One of the particular abuses which, according to the Bill of Rights Act, had been committed by James II, was to make:
“severall grants and promises made of fines and forfeitures before any conviction or judgement against the persons upon whome the same were to be levyed.”
The Act prohibited this, stating that “all grants and promises of fines and forfeitures of particular persons before conviction are illegal and void” (“the Declaration”).
Mr Young submitted the Declaration remained in full force and effect, because the Bill of Rights Act had never been repealed, and was a “constitutional statute”. He relied on Thoburn v Sunderland City [2002] EWHC 195 (Admin) (“Thoburn”) in which Laws LJ said at [62] that the Bill of Rights was a constitutional statute, and at [63] that “Ordinary statutes may be impliedly repealed. Constitutional statutes may not”. It followed, said Mr Young, that a person charged with a criminal offence had “a constitutional right to have the criminal charges determined by a court”; that right could not be removed, and thus there was no time limit by which a person had to exercise that right.
There are a number of difficulties with those submissions.
The Declaration refers to the “conviction” of a person, and thus relates to criminal charges, whereas the penalties charged under VATA ss 60 and 61 are civil penalties. The fact that they are classified as criminal under the Convention does not make them criminal for the purposes of domestic law, and the Bill of Rights Act is plainly concerned with domestic law.
I concur with Collins J, who said in Rooney (De Crittenden) v National Parking Adjudication Service [2006] EWHC 2170 (Admin) at [8]:
“…The Bill of Rights' reference to fines and forfeitures before conviction or judgment means that what cannot prevail is a fine or a forfeiture in respect of which there is no right of appeal, whether ultimately to a court or through a system which is set up which is equivalent to a court.”
Parliament has explicitly enacted civil penalty regimes in many areas of the law, from environmental penalties to parking fines, each with time-limited appeal rights, and it is inconceivable that all these time limit provisions are illegal. In Thoburn, Laws J said at [63] that:
“For the repeal of a constitutional Act or the abrogation of a fundamental right to be effected by statute, the court would apply this test: is it shown that the legislature's actual - not imputed, constructive or presumed - intention was to effect the repeal or abrogation? I think the test could only be met by express words in the later statute, or by words so specific that the inference of an actual determination to effect the result contended for was irresistible.”

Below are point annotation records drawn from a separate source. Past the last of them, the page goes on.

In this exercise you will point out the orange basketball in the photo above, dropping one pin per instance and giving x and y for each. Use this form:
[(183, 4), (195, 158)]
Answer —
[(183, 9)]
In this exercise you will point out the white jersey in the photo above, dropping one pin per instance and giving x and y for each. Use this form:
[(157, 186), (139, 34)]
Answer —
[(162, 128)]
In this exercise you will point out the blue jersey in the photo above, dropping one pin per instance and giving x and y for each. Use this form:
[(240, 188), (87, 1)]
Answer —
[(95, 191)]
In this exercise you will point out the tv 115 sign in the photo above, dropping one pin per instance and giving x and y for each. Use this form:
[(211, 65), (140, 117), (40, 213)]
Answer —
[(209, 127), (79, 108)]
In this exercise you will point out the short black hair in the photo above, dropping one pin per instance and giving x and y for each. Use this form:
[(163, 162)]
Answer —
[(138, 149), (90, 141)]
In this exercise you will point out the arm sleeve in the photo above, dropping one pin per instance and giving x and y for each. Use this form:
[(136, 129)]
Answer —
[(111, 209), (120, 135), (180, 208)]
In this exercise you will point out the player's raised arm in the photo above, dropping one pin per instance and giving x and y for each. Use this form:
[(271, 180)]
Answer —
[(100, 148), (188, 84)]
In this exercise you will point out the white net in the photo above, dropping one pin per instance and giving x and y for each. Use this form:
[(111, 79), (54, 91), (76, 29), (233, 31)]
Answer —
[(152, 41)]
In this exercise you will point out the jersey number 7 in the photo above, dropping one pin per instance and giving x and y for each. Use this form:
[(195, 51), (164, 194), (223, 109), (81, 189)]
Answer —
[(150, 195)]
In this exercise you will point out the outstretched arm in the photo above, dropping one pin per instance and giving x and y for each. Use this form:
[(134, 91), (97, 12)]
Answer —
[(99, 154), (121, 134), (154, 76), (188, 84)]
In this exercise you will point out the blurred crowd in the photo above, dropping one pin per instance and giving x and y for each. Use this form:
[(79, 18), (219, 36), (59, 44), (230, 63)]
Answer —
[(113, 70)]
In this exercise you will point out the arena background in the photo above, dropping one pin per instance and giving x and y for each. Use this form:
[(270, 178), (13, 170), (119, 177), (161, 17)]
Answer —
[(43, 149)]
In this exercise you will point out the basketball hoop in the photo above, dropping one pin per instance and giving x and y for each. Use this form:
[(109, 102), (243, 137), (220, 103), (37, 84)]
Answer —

Thus, even if Mr Young were to be correct in his understanding of the meaning of the Declaration, the irresistible conclusion would be that the Bill of Rights has been amended so as to allow civil penalty regimes together with the related time-limited appeal rights such as that introduced by VATA.
Finally, the first of the declarations in the Bill of Rights Act established parliamentary sovereignty. It follows that Parliament, with the legislative sovereignty vested in it by the very same Bill of Rights, can and did give HMRC the power to impose and collect civil penalties such as those set out in VATA ss 60 and 61.
I therefore reject Mr Young’s submissions on the Bill of Rights Act.